Le statut juridique actuel d'une personne cryoconservée est moins mystérieux que son statut futur.
Dans chaque cas réel, la mort légale a déjà été déterminée. La cryoconservation commence après, elle ne suspend donc pas l'acte de décès ni ne crée un statut temporaire entre la vie et la mort.
La question véritablement difficile ne se pose que si la médecine future restaure quelqu'un dont la mort était légalement valide au moment où elle s'est produite.

Il n'existe pas en Europe de statut appelé cryostase.
L'Europe ne dispose pas d'un système unique de statut civil ni d'une définition unique de la mort qui s'applique de manière identique dans chaque pays.
Les orientations de l'UE en matière de décès et rapatriement confirment la structure sous-jacente : chaque pays applique ses propres règles pour l'enregistrement d'un décès et le transfert des restes humains.
Le droit suisse rend le statut actuel exceptionnellement explicite.
L'article 31 du Code civil suisse dispose que la personnalité commence avec la vie après la naissance vivante et s'achève avec la mort.

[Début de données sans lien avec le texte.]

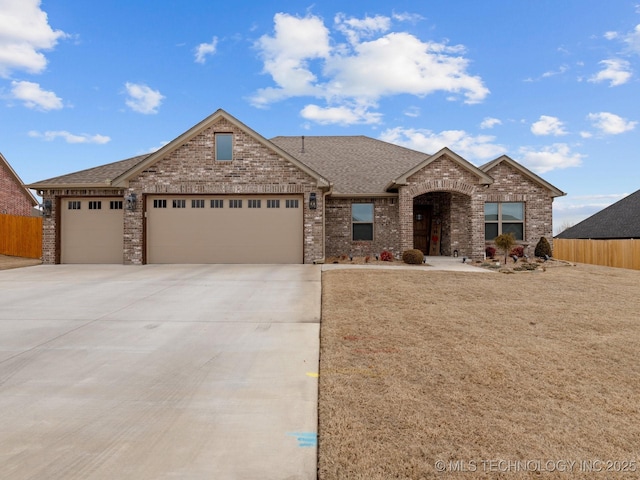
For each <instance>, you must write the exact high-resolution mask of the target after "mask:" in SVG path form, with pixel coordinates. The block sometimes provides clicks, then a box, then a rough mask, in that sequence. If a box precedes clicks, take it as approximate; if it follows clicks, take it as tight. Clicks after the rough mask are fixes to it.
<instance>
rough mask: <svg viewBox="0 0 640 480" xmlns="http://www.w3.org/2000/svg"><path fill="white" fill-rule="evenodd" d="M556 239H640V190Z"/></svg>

La conservation cryogénique ne modifie pas cette règle. Une personne conservée en Suisse reste légalement décédée selon le droit en vigueur.
Cette conclusion juridique est distincte de l'argument scientifique exposé dans le concept de biostase de la mort.
La mort légale active plusieurs systèmes simultanément.
Une fois le décès enregistré, plusieurs conséquences juridiques entrent en vigueur. Les détails exacts varient selon les pays, mais les principales catégories se retrouvent dans toute l'Europe.
- Un acte de décès est établi conformément au droit du pays où le décès est enregistré.
- L'autorité sur le corps est transférée à la personne ou à l'institution désignée par la loi locale.
- La propriété entre dans la succession ou l’administration de la succession.
- Le mariage, les avantages, le statut fiscal et les contrats sont affectés selon leurs règles applicables.
- La garde à long terme dépend des accords et des institutions créés pour agir après le décès.
Ces conséquences ne dépendent pas de la possibilité future d’une éventuelle réanimation.
Par exemple, l’article 1922 du Code civil allemand stipule qu’à la mort d’une personne, sa succession est transmise dans son ensemble à un ou plusieurs héritiers.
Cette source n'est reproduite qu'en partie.